In the last two weeks, Bitdefender telemetry has picked up a spam campaign leveraging the Coca-Cola Company name.
The subject lines ranged from “COCA-COLA LOTTERY ORGANIZATION” to “Coca Cola Email Draw UK 2020 -Coca Cola Lucky Winner 2020” and other similar titles. However, they all claim the recipients have won a cash prize or lottery from the company.
To receive their prize, users must reply to the message and provide personal identifiable information such as name, age, address, e-mail, phone number, occupation and nationality.
“This is to notify you on your winning in the 2020 coca cola promotion raffle draw”, reads one of the fraudulent messages. “You have won one million British Pounds (£1,000,000.00) Kindly reconfirm your details as stated below to enable us give you the details of the promotion and how to claim your winning amount.”

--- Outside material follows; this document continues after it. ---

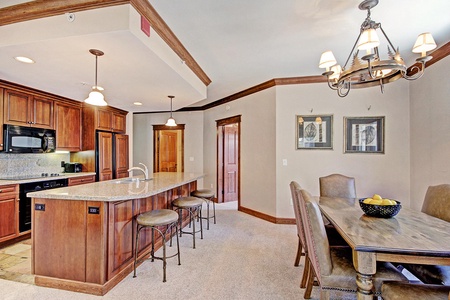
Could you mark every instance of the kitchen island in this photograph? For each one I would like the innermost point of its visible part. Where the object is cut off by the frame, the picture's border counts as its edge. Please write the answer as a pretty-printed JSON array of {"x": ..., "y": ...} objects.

Scammers are also recycling old hoaxes. The US version claims that recipients are the winners of the Coca-Cola January lotto draw, a scam that was acknowledged by the company at the beginning of the year.
“If you are the correct owner of this email address? If yes then be glad this day as the result of the Coca-Cola lotto online e-mail address free-ticket winning draws of January 2020 ,held in United States of America has just been released and we are glad to announce to you that your email address won you the sweepstakes in the first category and you are entitled to claim the sum of One Million Two Hundred And Fifty Thousand United States Dollars(US$1,250,000.00). Your email address was entered for the online draw on this ticket No: 546-373-66773 and won on this Lucky No: (14)-(8)-(5)-(19)-(28)-(12)-(30)”, the message reads.
Some versions of scam indicate collaboration with the government, claiming that “You should quickly contact us with all your contact information concerning the Bank ATM CARD as we have received instructions from the Government on your behalf”.
If any recipients fall for this ruse and provide their personal information, bad actors may initiate additional spearphishing attacks and spam campaigns. Moreover, users may fall victim to identity-theft-related crimes that can take months, or even years, to discover.
No matter how tempting the message may be, it’s critical for recipients to ignore and delete it. Stick to official websites that advertise any promotions and giveaways only, and never provide your personal and financial information to strangers who contact you via e-mail or social media.